Aside from that, Crimson Peak is Guillermo Del Toro indulging himself in building a world and engrossing the viewer in that world. The movie is filmed in a three-story set, the production included details that would never be seen on camera, and the costumes are phenomenal. It’s a fantastic movie, well-made and made with care for the story. And the cast included Doug Jones, something that we always love to see.
Funny Games (1992), dir. Michael Haneke, Austria

(CW: Funny Games contains gore, a home invasion, and violence against animals and children)

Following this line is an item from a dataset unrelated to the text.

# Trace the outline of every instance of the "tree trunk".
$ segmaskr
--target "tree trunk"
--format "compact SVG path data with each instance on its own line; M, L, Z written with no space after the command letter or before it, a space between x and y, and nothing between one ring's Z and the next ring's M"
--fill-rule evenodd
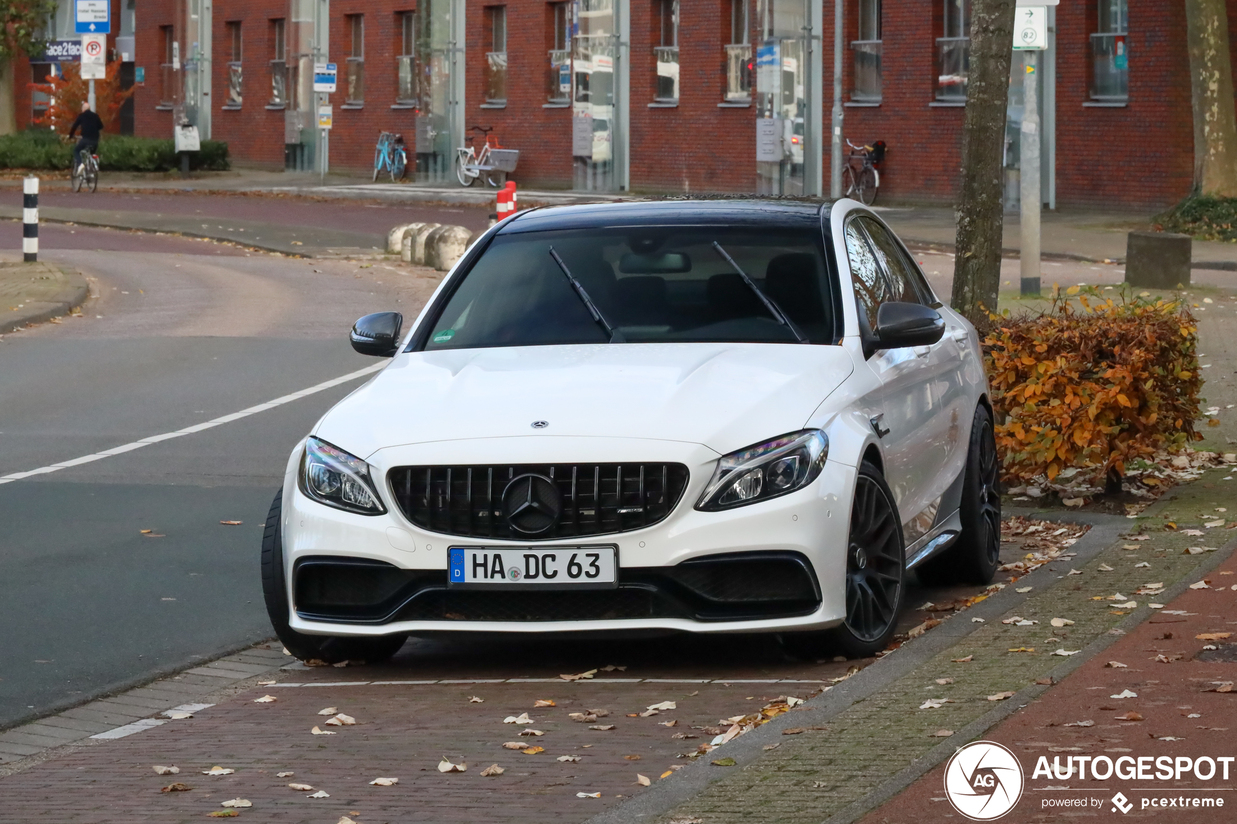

I talk about Funny Games (and the remake, which is good actually)a lot. So much so in fact that when I was discussing my list for this month with Ethan he said, and I quote, “you? Talking about Funny Games? No.” It’s my favorite movie; it’s the first thing that comes to mind when I’m asked what my favorite movie is, and beyond that, it’s a good movie, it’s both well-crafted and intensely uncomfortable. Funny Games is a home invasion movie that questions why we enjoy home invasion movies, confronting the audience with the horrors of what is happening by lingering on them for significant stretches of time. It’s a difficult watch but, in my opinion, it’s worth it. Funny Games was the movie that made me realize how much I love movies that distress me and it was also the movie that made me hate that about myself.
Scream (1996), dir. Wes Craven, United States

(CW: Scream contains gore)
Hot take I know but Scream is good. Long before meta-horror became exhausting and exhausted, Scream burst onto the scene and gave horror a much-needed jolt into action. Following the boom and subsequent bust of slasher films due to oversaturation of the market, Scream saw what came before (some of it from Craven himself) and said “ok, but what if we poked fun at it.” And it worked. Scream became one of, if not the, best horror movies of the 90s, it launched one of the better franchises and one of the few that kept the final girl as the protagonist, with Sidney Prescott (Neve Campbell) appearing in all five of the movies so far. It’s also worth noting that Scream is one of the few horror franchises to have gone four films in a row with the original director, with Wes Craven directing Scream through to Scream 4.
Scream is one of my favorite horror movies along with the original Halloween. A funny coincidence considering that Halloween plays on tv in Scream.